Eastern students share thoughts on fake news

Imani Tapley, Contributing Writer

Eastern students shared their varying definitions and thoughts on fake news—a controversial topic of discussion and reflection on modern media.

According to the Cambridge Dictionary, “Fake news articles are false stories that appear to be news, spread on the Internet or using other media, usually created to influence political views or as a joke.”

Some Eastern students said they believe certain news organizations push agendas via publishing or broadcasting fake news.

“I think fake news is information presented as factual but not. A lot of news stations have been seen to do this in the past because they want to push viewers to what they think is the ‘right’ view of the topic,” said Miranda Martinez, a freshman majoring in communication disorders and sciences.

Olivia Craig, a freshman majoring in elementary education, said exaggerated information and one-sided stories are clear indicators of fake news.

“Fake news is news that tries to influence or sway people away from their options by being informed with false information or information that is highly exaggerated and does not show both sides to the story,” Craig said.

Jordan Holmes, a sophomore majoring in criminology said, credibility is key to separating news from fake news.

“Fake is when a news organization has information and it doesn’t have credible or reliable information,” he said.

He said being able to tell the difference between fake news and real news can also be a challenge.

Shannon Slaughter, a freshman majoring in criminal justice, said there is a clear intent to mislead the public when an organization publishes fake news.

“Basically fake news are stories created to misinform, confuse and influence the public view of something. They can be used in order to push the agenda,” Slaughter said.

While distributing fake news can lead to some real consequences, Eastern students shared the struggles and challenges to deciphering what is fake news and what is not.

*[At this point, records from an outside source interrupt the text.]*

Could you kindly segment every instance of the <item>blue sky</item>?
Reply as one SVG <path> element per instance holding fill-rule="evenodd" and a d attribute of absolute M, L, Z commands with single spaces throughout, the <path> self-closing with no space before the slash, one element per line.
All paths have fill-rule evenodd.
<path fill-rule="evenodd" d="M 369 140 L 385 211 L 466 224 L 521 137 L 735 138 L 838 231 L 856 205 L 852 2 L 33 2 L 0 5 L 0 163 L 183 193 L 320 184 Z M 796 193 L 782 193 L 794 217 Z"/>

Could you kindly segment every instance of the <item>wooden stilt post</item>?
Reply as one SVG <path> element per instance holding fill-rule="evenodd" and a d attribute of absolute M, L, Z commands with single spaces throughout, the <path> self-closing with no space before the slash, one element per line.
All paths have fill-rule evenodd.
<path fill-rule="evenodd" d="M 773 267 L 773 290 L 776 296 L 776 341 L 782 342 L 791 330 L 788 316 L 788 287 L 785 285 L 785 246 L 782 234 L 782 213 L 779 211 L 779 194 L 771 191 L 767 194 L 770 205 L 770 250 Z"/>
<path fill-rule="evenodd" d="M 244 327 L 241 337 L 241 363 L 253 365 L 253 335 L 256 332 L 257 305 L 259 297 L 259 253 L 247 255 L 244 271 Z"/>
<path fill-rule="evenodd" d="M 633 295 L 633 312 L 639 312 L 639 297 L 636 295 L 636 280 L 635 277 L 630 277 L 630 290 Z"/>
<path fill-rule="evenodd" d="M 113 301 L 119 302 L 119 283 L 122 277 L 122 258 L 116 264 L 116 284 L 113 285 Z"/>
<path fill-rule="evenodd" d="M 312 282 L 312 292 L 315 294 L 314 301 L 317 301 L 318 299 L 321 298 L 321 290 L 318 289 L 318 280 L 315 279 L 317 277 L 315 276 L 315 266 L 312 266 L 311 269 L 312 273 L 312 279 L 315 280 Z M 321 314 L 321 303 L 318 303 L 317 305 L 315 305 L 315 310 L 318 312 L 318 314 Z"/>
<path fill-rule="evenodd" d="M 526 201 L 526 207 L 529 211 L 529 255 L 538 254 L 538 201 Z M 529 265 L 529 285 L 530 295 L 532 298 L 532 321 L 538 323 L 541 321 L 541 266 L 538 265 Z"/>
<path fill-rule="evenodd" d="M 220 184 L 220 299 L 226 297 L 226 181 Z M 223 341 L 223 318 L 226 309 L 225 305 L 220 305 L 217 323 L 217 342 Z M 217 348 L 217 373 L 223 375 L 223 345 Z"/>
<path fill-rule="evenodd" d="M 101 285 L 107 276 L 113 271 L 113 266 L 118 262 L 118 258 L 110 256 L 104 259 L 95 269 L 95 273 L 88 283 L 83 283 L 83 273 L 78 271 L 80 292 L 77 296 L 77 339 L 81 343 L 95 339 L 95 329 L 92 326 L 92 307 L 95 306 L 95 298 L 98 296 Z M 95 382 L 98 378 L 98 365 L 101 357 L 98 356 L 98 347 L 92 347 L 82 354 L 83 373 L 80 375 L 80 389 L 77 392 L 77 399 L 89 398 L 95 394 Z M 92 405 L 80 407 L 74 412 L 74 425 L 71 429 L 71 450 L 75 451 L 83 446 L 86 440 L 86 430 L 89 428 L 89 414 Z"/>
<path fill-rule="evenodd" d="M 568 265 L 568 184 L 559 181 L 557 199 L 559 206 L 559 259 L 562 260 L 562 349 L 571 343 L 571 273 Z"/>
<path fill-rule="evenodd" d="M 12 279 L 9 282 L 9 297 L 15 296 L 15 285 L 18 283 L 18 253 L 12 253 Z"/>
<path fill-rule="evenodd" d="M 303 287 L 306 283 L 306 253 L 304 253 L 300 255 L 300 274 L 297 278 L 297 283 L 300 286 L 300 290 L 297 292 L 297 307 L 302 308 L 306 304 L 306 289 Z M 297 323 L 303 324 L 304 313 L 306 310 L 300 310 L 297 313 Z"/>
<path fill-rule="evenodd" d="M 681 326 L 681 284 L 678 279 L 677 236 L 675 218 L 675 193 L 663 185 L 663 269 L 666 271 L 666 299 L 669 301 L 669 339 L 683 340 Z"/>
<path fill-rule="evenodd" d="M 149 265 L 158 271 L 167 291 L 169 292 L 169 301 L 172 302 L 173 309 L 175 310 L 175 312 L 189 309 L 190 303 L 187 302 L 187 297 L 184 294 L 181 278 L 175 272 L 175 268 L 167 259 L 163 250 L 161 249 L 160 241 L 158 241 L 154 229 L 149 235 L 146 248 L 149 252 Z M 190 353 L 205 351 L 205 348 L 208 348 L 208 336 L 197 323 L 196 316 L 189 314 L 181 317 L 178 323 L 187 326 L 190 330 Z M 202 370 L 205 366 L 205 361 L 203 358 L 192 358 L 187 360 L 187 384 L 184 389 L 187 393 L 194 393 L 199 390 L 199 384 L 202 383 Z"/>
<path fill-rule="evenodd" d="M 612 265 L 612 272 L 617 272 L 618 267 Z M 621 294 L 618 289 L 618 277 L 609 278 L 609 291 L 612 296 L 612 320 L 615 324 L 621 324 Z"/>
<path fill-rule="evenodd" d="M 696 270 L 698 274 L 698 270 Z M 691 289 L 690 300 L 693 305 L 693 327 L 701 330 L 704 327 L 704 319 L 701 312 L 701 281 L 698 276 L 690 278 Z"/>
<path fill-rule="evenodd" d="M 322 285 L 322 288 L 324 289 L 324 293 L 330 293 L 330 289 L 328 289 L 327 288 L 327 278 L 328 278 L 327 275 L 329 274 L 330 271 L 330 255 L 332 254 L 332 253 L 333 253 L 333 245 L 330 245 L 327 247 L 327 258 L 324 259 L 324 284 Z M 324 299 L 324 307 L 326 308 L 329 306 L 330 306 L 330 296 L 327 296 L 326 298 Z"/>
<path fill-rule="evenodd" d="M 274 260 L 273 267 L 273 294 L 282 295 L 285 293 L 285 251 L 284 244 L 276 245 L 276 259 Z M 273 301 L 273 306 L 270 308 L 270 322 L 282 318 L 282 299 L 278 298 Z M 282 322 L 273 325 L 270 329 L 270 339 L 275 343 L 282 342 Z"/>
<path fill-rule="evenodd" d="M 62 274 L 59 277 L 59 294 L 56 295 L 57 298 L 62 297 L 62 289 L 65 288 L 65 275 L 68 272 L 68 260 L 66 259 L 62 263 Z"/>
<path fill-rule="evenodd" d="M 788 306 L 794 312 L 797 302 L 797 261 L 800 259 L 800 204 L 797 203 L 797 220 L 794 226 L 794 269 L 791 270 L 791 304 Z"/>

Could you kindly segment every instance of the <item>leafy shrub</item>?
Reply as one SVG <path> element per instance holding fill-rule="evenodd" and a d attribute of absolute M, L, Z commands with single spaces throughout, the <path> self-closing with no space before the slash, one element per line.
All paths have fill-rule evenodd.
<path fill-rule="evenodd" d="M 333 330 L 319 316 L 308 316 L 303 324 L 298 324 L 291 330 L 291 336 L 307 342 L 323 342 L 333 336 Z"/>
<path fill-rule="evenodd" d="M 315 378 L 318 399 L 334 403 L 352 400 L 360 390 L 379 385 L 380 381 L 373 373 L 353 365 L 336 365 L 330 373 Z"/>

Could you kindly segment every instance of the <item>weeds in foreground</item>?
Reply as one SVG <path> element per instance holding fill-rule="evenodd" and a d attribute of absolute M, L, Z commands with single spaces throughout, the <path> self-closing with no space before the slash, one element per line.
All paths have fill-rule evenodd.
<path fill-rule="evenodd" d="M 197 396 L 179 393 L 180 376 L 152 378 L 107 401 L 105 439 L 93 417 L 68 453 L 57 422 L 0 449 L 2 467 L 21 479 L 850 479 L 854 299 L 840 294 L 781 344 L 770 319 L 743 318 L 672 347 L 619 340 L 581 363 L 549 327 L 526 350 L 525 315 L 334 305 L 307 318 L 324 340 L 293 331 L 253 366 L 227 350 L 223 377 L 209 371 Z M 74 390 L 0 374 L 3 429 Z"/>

Victoria Jackson, a student majoring in human series program and leadership, said unfortunately, she does not see a clear end to the distribution of fake news.

“As much as people should not write and publish fake news, there is no way to stop them; people should just be aware of it and read carefully to identify the false information,” she said.

According to the Poynter Institute, fake news organizations are still publishing false information often, even the ones that get “debunked” the most.

“One of the most frequently debunked fake news publishers on Facebook is still getting past the platform fact-checking system – and its’s doing it by using the simplest tricks,” according to Poynter Institute.

Poynter Institute’s Daniel Funke said college students are having more trouble determining what is and is not fake news.

“Almost half of the nearly 6,000 American college students surveyed said they lacked confidence in discerning real from fake news on social media. And 36 percent of them said the threat of misinformation made them trust media less,” Funke said in the Poynter article.